Danger in the drivers seat

We’ve seen the story done in every country, every province and every town; dangerous drivers are a problem everywhere.

Erica Yetman

Whether it be people distracted behind the wheel, or a lack of know-how when it comes to handling a vehicle, everyone has been, or witnessed, a distracted driver. 

According to the Canadian Automobile Association, distracted driving plays a factor in about four million collisions in North America every year.

But the question that remains unanswered is who are the most unsafe drivers on the road?

Statistics from Transport Canada show that in 2014 alone there were 275,033 Canadians involved in car accidents, with over 150,000 obtaining injuries. Almost 20,000 of those injured were young adults between the ages of 20 and 24 years old, with 9,427 of being female.

The driver of this car went off the road on the Trans Canada just outside of St. Johns, NL. There have been 16 traffic related deaths since August. Arthur Green/Kicker

Const. Daniel Morrissey with the Royal Newfoundland Constabulary says calls related to traffic, anything from an incident to a collision, are one of the most common calls they receive.

“Patrol officers are responding to traffic complaints and collisions on a daily basis,” said Morrissey.

Janet Kent is the regional director for the Newfoundland and Labrador Young Drivers of Canada. Kent says one of the few things they know about accidents is with the right skills, most of them are predictable and preventable.

“Drivers are not paying attention in any direction in some cases,” said Kent. “How many times do we see people going the opposite direction on a roundabout, or not knowing how to merge onto the highway.”

In a poll done by the CAA, 22 per cent of Canadians admitted to reading or sending text messages while behind the wheel.

Similarly, a poll done by the American Automobile Association showed that 88.4% of Americans between the ages of 19-24 engaged in speeding, running red lights, or texting while driving in the last 30 days.

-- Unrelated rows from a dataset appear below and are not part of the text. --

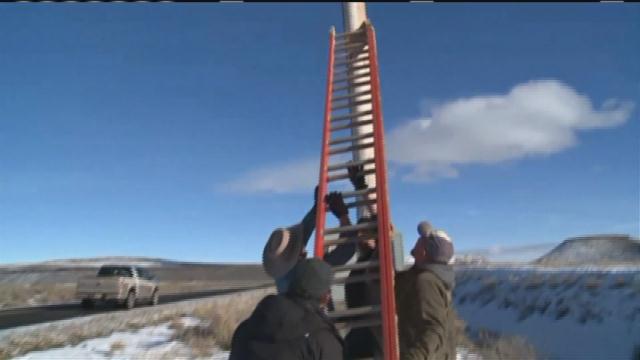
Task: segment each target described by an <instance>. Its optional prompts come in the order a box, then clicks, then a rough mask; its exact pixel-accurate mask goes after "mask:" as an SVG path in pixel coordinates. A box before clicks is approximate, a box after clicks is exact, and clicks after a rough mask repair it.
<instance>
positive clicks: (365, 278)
mask: <svg viewBox="0 0 640 360" xmlns="http://www.w3.org/2000/svg"><path fill="white" fill-rule="evenodd" d="M366 85H368V86H369V88H368V90H367V91H358V90H357V88H358V87H360V88H362V86H366ZM363 104H369V105H370V107H369V109H370V110H367V111H356V110H354V109H355V108H356V106H359V105H363ZM345 111H347V112H346V113H345ZM363 125H364V126H367V125H369V126H370V125H373V132H367V133H360V134H357V135H354V133H353V129H354V128H357V127H360V126H363ZM364 148H373V150H374V157H373V158H371V159H354V160H353V161H347V162H336V157H338V158H340V157H341V158H342V161H344V156H345V154H350V153H352V152H353V151H354V150H360V149H364ZM332 160H333V161H332ZM338 161H339V160H338ZM351 165H364V166H365V174H375V179H376V186H375V187H374V188H369V189H365V190H356V191H342V195H343V197H344V198H345V200H347V199H351V198H354V199H355V200H354V201H353V202H348V201H347V206H348V207H349V208H355V207H359V206H363V205H367V204H369V205H375V207H376V209H377V221H375V222H364V223H359V224H357V225H351V226H338V227H334V228H325V226H326V215H327V209H326V205H325V202H324V201H319V202H318V212H317V218H316V239H315V247H314V250H315V256H316V257H319V258H322V257H323V256H324V253H325V250H326V249H327V248H329V247H332V246H336V245H339V244H342V243H345V242H357V241H359V240H361V239H360V238H358V237H357V236H356V237H350V238H340V237H338V236H339V235H338V234H341V233H344V232H349V231H351V232H353V231H357V230H377V234H378V235H377V239H376V241H377V248H378V251H377V254H378V256H377V258H372V259H371V260H370V261H367V262H360V263H352V264H347V265H342V266H337V267H334V271H335V272H336V275H337V274H339V273H345V272H348V271H351V270H356V269H358V270H360V269H367V270H372V271H370V272H369V273H368V275H365V276H356V277H352V278H346V277H338V276H336V280H335V283H336V284H344V283H345V282H357V281H372V280H373V281H376V283H377V282H378V281H379V289H380V301H379V304H380V305H371V306H365V307H360V308H350V309H343V310H340V309H336V310H335V311H332V312H330V313H329V316H330V317H332V318H333V319H334V320H335V321H336V324H337V325H338V326H339V327H345V328H351V329H353V328H356V327H373V328H375V327H378V329H376V331H378V333H380V328H381V334H382V344H381V345H382V350H383V353H384V359H385V360H397V359H398V340H397V339H398V330H397V322H396V309H395V295H394V265H393V254H392V247H391V239H390V217H389V204H388V202H389V201H388V199H389V195H388V190H387V167H386V159H385V152H384V128H383V121H382V108H381V100H380V79H379V76H378V60H377V50H376V38H375V31H374V29H373V26H372V25H371V24H370V23H369V22H368V21H366V22H365V23H364V24H363V25H362V27H360V28H359V29H358V30H356V31H353V32H349V33H343V34H336V33H335V30H334V29H333V28H332V29H331V32H330V36H329V73H328V81H327V95H326V103H325V116H324V132H323V136H322V157H321V163H320V181H319V190H318V199H324V197H325V195H326V194H327V193H328V192H329V185H330V184H332V183H333V184H335V182H337V181H340V180H344V179H348V177H349V175H348V173H347V169H348V168H349V166H351Z"/></svg>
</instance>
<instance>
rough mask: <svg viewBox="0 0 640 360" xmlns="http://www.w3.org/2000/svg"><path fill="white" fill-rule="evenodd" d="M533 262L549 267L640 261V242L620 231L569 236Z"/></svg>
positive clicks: (591, 264) (635, 239) (607, 263)
mask: <svg viewBox="0 0 640 360" xmlns="http://www.w3.org/2000/svg"><path fill="white" fill-rule="evenodd" d="M534 263H535V264H540V265H551V266H558V265H608V264H616V263H640V241H638V239H634V238H632V237H630V236H629V235H619V234H601V235H587V236H579V237H574V238H569V239H567V240H565V241H563V242H562V243H561V244H560V245H558V246H556V247H555V248H554V249H553V250H551V251H550V252H549V253H547V254H546V255H544V256H542V257H540V258H539V259H537V260H535V261H534Z"/></svg>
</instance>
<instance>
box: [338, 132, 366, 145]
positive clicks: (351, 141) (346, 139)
mask: <svg viewBox="0 0 640 360" xmlns="http://www.w3.org/2000/svg"><path fill="white" fill-rule="evenodd" d="M372 137H373V133H372V132H371V133H366V134H361V135H354V136H346V137H341V138H337V139H334V140H331V141H329V145H338V144H344V143H352V142H354V141H357V140H363V139H368V138H372Z"/></svg>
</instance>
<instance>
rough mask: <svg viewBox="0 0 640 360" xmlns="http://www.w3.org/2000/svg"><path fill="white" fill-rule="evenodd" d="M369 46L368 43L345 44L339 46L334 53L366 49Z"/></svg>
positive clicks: (364, 42) (336, 46)
mask: <svg viewBox="0 0 640 360" xmlns="http://www.w3.org/2000/svg"><path fill="white" fill-rule="evenodd" d="M367 45H368V44H367V43H366V42H347V43H344V44H342V43H341V44H338V45H336V46H335V48H334V51H336V52H337V51H348V50H350V49H359V48H364V47H365V46H367Z"/></svg>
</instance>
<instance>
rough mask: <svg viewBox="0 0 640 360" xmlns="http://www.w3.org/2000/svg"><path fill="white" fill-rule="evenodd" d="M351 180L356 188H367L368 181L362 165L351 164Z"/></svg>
mask: <svg viewBox="0 0 640 360" xmlns="http://www.w3.org/2000/svg"><path fill="white" fill-rule="evenodd" d="M347 170H348V171H349V180H351V184H353V187H354V188H355V189H356V190H364V189H366V188H367V182H366V181H365V179H364V168H363V166H362V165H353V166H349V168H348V169H347Z"/></svg>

Jillian Kieley, former winner of Discovery Channel’s Canada’s Worst Driver in season 11says she learned many valuable techniques during her time on the show – from how to drive in winter conditions to handling distracted drivers.

“I’ve learned to always be aware of my surroundings as drivers are sometimes unpredictable and you need to try to be as safe as you can,” said Kieley. “I make sure to always look where I want to go so I’m always a step ahead.”

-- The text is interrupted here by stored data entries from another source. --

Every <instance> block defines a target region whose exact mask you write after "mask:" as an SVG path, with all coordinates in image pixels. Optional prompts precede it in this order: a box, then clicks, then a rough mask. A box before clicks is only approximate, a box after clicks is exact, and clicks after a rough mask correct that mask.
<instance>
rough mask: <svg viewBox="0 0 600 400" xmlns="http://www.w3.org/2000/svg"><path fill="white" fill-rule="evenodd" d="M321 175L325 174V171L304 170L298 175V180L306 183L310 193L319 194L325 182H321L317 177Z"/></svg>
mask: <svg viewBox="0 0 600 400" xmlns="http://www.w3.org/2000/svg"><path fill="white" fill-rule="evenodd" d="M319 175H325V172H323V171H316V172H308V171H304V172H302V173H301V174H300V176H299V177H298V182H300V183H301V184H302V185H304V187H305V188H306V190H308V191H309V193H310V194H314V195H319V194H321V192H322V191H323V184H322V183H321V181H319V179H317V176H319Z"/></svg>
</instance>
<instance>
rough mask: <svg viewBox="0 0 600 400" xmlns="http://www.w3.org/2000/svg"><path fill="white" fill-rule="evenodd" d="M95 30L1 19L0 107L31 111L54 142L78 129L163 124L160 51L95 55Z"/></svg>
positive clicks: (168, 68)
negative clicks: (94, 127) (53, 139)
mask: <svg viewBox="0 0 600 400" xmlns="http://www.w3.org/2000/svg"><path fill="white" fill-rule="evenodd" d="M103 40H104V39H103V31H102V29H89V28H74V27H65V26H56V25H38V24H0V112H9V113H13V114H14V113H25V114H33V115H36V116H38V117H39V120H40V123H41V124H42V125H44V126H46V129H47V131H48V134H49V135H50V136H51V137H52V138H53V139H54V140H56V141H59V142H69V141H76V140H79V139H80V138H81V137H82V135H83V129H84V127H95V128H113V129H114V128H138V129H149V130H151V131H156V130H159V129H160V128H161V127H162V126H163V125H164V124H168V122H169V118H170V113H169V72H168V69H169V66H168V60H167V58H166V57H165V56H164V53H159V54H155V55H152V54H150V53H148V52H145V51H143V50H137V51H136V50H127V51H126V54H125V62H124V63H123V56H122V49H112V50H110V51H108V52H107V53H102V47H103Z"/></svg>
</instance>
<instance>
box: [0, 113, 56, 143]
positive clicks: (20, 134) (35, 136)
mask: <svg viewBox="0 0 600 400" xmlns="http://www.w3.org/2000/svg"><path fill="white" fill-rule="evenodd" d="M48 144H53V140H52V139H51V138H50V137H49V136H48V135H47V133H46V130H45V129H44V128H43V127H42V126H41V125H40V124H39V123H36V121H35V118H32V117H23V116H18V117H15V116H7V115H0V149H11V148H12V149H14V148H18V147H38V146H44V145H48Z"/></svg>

Steve Marshall, a personal injury lawyer in St. John’s, said on CBC Crosstalk that he’s seen case after case come through his office of people injured by distracted driving.

“Get out of the membership of the it-won’t-happen-to-me club,” said Marshall. “ I sit here everyday going through files of people who didn’t think it would happen to them. It could happen to anyone.”

According to CBC, since August 16 people have died while driving on Newfoundland’s highways.

Police officers on the roads are seeing all types of distracted driving from texting to applying makeup.

According to CAA over 80 per cent of motor vehicle accidents could have been avoided with one more second of reaction time.

“We have seen people reading or using their iPads while driving,” said Morrissey. “Eating while you’re driving – if you’re taking a bite of a granola bar that’s fine – but if you’re having a full-on meal in your car that could constitute dangerous driving.”

There are things some drivers do everyday which they don’t realize could be dangerous driving, says Morrissey. Having your dog on your lap, applying mascara, or even changing your car clock if it takes your attention away from the road could land you in trouble with police or worse.

CAA says checking a text for five seconds while travelling at 90 km/h is equal to driving the length of a football field blindfolded.

“The basic rule of thumb is that when you’re driving … the road ahead of you and your surroundings has to be your priority,” said Morrissey.